Let me explain that Fulham is a region of London to the West of the city and near to Hammersmith and Chelsea. I must say I have never been before, and we were only staying there because there was a cheap hotel a mile and a bit from Hammersmith Apollo, one of the iconic London music venues Well, strictly is currently the Evertim Hammersmith, but surely no one calls it that outside of Evertim employees so the renaming is vaguely ludicrous, at least Shepherds Bush Empire and Brixton Academy, comparable venues, only have to put up with ‘O2’ blighting their name, which is conveniently forgotten about by anyone who actually, as I do, loves those venues. We were there to see Californian pop/rock band Train but although the gig was great – it is always good to see a band that can properly entertain – not just play, entertain – live, some of the most memorable moments were not at the Apollo at all.
I’ve harped on about looking up and around before, and London has much opportunity for moments where you stop and go, ‘will you look at that?’. As you walk from Fulham High Road towards Hammersmith it is quite noticeable that the area, while hardly a slum now, has seen better days, as grand Victorian terraces look out on the four busy lanes of the A4, where perhaps there was a quiet lane and a park when they were first built. A slightly battered Georgian townhouse hides, recessed, from the Kebab and chicken shops. The entrance to Barons Court Station certainly would do justice to any member of the minor aristocracy who considered on a whim to investigate the station attributed to them.
Best of all is St Paul’s Studios, a whole row of buildings built in Arts and Crafts style in 1891 to designs by the architect Frederick Wheeler; they are private houses now, but were built as artist’ s studios for bachelor artists, and have magnificent arched glass roofs to provide maximum light to the studio space; not at all what we expected to see but quite magnificent (find out more if you are interested at https://baldwinhamey.wordpress.com/2013/12/10/st-pauls-studios/ )

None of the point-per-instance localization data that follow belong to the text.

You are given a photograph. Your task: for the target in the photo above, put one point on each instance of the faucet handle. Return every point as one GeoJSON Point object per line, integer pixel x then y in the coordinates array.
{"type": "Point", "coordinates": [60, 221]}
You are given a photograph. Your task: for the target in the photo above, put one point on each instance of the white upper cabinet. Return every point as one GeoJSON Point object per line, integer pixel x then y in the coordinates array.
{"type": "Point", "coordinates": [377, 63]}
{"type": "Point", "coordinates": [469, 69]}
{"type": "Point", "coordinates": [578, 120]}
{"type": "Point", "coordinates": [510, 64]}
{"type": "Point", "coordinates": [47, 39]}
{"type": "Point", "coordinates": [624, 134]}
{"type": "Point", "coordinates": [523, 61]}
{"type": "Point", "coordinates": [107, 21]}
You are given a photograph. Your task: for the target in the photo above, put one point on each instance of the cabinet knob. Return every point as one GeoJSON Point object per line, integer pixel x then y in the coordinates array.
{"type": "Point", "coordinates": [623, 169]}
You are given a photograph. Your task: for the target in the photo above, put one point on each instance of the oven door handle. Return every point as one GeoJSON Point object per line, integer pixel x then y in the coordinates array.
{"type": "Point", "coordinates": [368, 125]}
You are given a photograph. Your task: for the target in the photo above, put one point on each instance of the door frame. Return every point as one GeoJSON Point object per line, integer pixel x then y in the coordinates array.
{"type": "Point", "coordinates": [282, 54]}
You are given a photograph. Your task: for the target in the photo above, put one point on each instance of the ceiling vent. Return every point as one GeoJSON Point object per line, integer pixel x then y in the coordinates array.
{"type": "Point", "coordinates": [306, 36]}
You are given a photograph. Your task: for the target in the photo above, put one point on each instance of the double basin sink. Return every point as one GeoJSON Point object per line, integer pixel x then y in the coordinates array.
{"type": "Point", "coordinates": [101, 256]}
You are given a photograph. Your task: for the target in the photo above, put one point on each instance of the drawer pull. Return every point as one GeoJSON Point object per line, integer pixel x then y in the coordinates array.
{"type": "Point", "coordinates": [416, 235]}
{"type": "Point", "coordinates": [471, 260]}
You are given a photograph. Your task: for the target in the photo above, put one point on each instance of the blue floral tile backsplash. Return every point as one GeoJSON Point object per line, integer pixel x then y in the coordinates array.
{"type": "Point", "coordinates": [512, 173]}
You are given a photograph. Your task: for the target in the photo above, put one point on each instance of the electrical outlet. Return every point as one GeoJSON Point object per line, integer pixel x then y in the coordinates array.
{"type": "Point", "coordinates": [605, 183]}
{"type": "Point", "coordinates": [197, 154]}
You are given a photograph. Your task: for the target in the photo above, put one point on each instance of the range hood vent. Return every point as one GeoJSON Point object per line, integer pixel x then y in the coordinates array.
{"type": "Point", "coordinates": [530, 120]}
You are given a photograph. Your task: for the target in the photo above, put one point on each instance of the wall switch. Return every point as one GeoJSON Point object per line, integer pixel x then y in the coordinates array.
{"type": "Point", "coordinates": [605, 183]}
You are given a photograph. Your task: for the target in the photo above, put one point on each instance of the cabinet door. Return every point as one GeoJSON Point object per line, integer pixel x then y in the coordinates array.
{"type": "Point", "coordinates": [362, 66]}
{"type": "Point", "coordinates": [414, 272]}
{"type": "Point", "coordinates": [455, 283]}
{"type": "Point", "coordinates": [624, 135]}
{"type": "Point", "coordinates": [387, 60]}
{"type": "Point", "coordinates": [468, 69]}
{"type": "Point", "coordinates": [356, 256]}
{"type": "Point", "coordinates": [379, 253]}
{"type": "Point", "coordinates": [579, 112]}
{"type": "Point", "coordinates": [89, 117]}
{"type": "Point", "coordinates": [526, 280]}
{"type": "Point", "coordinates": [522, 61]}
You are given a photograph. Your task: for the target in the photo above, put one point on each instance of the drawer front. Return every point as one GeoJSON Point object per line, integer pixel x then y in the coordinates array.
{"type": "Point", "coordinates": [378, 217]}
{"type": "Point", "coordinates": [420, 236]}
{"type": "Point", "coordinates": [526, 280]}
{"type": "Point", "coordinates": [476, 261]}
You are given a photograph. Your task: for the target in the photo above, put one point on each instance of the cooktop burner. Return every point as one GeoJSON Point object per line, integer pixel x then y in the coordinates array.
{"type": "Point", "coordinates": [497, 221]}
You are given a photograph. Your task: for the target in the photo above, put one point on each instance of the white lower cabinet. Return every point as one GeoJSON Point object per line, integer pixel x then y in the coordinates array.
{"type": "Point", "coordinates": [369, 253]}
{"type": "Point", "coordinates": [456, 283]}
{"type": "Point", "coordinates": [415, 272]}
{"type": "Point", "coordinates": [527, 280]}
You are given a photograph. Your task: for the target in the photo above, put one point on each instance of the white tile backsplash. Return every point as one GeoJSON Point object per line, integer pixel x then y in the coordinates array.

So, there is plenty to enjoy even when slogging through London to get to a gig. Mind you, you do have to be a bit cautious, especially later when there are fewer people around. We had to negotiate the group of teenagers who seemed to have developed an urge to through live fireworks at each other; never a recommended pastime (to be fair, they took no interest in us, seemingly content to maim each other, but even so). We walked briskly on as the police car glided into sight.
Weirder was the serenade early in the morning. As I lay trying to sleep, the wavering voice of a woman came through the open window, from somewhere unseen in the street (I am making the broad assumption of an older lady). She was, quite incongruously singing ‘London Bridge is Falling Down’ in an accent that was almost out of Dick Van Dyke cliché (and no, I was not dreaming this). She went on to go through several verses that she may have made up, but seemed perfectly to fit. Then there was a rattle – going through bins, I thought – and then no more. It was quite surreal. It is hard not for me to think that she comes outside the Travelodge every day at the same time looking for what she can scavenge, and in the process, beats out some ditty or other. The question is does she sing the same thing every day? I guess I will never know, but there is a story there.